Ontario MPP
- In office 1923–1926
- Preceded by: James William McLeod
- Succeeded by: Duncan Alexander McNaughton
- In office 1911–1914
- Preceded by: William John McCart
- Succeeded by: Robert Austin Shearer
- Constituency: Stormont

Personal details
- Born: April 11, 1868 Newington, Ontario
- Died: February 17, 1941 (aged 72) Cornwall, Ontario
- Party: Conservative
- Spouse: Maud Percival ​(m. 1928)​
- Occupation: Lawyer

= John Colborne Milligan =

Canadian politician

John Colborne Milligan (April 11, 1868 - February 17, 1942) was an Ontario lawyer, judge and political figure. He represented Stormont in the Legislative Assembly of Ontario from 1911 to 1914 and 1923 to 1926 as a Conservative member.

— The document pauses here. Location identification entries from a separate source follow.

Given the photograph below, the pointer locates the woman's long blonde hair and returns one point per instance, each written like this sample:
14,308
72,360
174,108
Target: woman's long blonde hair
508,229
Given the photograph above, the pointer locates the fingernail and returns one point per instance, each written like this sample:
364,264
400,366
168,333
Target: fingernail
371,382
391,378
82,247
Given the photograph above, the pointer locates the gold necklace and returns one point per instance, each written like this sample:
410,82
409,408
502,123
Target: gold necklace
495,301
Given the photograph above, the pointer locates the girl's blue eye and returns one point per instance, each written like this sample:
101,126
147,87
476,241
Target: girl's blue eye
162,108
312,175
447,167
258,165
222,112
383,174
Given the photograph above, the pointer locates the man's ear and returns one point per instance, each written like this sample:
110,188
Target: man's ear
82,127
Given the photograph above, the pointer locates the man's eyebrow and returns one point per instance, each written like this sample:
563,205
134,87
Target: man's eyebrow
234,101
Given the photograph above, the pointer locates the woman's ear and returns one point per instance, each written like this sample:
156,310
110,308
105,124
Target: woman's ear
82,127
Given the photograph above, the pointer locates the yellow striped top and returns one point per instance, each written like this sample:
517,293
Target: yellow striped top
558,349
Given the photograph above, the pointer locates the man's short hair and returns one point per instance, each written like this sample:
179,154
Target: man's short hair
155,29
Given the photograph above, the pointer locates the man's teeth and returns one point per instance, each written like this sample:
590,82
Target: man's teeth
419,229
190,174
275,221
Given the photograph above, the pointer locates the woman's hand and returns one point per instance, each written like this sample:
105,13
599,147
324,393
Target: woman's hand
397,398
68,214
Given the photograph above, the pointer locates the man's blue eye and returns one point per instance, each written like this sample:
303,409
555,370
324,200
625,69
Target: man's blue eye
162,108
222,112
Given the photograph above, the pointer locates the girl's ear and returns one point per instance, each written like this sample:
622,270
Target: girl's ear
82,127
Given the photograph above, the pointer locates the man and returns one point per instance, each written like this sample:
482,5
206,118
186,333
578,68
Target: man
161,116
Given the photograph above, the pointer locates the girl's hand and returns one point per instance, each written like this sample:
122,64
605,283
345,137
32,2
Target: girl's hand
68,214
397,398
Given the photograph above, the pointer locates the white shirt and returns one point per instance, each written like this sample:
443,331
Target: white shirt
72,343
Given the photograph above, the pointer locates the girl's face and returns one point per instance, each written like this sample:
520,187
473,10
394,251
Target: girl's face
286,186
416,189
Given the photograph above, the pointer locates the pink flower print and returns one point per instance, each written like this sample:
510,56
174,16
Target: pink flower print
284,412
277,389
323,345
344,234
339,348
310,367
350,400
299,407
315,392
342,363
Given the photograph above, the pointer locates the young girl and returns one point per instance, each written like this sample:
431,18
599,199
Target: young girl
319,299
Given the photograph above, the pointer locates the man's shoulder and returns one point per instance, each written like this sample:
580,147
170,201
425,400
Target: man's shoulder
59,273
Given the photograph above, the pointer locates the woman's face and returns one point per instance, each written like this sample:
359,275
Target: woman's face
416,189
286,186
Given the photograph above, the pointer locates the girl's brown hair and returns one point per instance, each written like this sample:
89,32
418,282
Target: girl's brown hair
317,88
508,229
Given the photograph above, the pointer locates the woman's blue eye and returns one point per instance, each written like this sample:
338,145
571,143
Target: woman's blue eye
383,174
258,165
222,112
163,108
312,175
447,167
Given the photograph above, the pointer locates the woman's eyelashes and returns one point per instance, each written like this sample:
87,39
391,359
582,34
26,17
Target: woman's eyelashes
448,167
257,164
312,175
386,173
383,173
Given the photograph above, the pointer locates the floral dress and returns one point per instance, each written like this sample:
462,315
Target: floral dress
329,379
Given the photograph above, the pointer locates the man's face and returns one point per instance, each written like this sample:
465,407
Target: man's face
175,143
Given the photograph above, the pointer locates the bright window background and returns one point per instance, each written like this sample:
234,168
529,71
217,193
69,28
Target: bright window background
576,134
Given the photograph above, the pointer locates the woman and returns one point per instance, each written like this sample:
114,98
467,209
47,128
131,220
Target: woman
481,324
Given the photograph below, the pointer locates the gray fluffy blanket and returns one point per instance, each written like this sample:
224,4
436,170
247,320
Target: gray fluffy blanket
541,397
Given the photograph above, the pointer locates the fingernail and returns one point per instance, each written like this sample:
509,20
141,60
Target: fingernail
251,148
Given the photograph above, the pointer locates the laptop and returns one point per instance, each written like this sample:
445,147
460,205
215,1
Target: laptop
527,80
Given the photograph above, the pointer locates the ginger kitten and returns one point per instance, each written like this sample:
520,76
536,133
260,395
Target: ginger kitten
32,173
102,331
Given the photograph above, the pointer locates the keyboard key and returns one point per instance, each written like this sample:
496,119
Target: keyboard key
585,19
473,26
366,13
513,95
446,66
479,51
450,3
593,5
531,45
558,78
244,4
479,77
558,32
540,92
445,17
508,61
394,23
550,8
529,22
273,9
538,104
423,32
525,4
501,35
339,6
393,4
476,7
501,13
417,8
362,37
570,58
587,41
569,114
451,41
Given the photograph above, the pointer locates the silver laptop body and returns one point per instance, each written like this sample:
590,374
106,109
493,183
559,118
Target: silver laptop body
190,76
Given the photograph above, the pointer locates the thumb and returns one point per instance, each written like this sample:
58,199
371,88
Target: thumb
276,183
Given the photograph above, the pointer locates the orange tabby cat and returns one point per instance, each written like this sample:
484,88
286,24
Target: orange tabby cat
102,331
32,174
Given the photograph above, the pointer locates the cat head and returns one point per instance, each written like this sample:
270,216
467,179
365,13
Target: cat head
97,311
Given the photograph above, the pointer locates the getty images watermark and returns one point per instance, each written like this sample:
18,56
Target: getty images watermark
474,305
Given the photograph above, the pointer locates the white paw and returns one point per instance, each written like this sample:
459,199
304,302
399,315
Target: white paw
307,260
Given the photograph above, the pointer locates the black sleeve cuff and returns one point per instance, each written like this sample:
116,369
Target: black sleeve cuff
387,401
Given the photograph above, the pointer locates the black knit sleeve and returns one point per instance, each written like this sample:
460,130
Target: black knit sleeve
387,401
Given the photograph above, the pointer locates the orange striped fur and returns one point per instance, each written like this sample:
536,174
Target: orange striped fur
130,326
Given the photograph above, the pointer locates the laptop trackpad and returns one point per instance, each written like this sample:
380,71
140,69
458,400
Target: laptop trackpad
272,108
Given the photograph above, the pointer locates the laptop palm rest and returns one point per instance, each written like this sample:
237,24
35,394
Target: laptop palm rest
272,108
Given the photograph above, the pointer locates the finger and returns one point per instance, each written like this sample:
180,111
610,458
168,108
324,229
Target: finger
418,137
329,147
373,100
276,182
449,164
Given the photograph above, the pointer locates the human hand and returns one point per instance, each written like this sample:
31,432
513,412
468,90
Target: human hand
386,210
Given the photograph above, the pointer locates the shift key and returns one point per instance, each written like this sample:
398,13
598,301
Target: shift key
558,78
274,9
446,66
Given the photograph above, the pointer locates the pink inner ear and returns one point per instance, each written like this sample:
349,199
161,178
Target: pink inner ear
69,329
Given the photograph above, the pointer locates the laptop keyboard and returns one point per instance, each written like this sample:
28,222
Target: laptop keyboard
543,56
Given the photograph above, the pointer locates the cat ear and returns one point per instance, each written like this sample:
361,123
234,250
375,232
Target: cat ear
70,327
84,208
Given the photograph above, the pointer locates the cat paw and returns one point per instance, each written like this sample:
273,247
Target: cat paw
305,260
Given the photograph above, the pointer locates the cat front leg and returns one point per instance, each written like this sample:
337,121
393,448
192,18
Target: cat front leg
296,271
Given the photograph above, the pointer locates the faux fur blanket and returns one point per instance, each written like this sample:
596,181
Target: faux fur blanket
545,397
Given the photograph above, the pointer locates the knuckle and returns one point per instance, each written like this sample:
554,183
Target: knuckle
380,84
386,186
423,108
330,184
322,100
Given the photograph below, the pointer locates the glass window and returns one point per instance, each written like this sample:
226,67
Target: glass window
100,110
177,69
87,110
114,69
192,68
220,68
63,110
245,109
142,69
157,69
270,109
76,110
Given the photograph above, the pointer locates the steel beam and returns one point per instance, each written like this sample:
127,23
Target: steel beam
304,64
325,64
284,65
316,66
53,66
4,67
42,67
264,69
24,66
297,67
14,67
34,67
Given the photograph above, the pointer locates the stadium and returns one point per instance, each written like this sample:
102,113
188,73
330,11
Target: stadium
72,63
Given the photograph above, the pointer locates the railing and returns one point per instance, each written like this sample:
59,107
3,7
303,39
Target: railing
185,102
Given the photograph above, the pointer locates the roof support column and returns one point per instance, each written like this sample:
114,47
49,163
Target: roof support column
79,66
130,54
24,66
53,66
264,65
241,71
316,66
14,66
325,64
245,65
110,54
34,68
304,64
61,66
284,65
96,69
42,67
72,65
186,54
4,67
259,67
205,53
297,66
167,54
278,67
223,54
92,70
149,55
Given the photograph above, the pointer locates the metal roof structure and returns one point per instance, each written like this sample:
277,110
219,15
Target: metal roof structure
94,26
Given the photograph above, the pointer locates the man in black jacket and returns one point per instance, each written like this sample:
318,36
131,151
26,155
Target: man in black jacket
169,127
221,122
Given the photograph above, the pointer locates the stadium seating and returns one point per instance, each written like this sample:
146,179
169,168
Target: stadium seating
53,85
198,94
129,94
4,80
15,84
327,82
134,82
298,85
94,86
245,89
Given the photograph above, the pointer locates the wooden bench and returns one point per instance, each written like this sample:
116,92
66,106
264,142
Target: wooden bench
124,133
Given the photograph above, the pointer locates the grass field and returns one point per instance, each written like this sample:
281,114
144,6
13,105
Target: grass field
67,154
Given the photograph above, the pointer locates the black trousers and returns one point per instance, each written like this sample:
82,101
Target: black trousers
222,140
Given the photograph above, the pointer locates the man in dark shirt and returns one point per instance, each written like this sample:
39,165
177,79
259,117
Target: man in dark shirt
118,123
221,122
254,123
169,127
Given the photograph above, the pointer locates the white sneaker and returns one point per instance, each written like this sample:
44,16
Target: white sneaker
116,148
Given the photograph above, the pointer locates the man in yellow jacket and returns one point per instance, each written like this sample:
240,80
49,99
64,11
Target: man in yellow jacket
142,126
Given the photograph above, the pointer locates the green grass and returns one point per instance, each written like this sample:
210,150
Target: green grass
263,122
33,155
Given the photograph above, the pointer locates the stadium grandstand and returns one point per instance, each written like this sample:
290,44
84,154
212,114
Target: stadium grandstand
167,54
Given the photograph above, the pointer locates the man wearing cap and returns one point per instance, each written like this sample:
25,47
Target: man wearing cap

He was born on a farm near Newington, Ontario, the son of William Milligan, an Irish immigrant. He taught school and then attended the University of Toronto and Osgoode Hall. He was called to the bar in 1899 and set up practice in Cornwall. Milligan served on the high school board, was a police magistrate and then juvenile court judge. In 1928, he was named King's Counsel. Milligan married Maud Percival.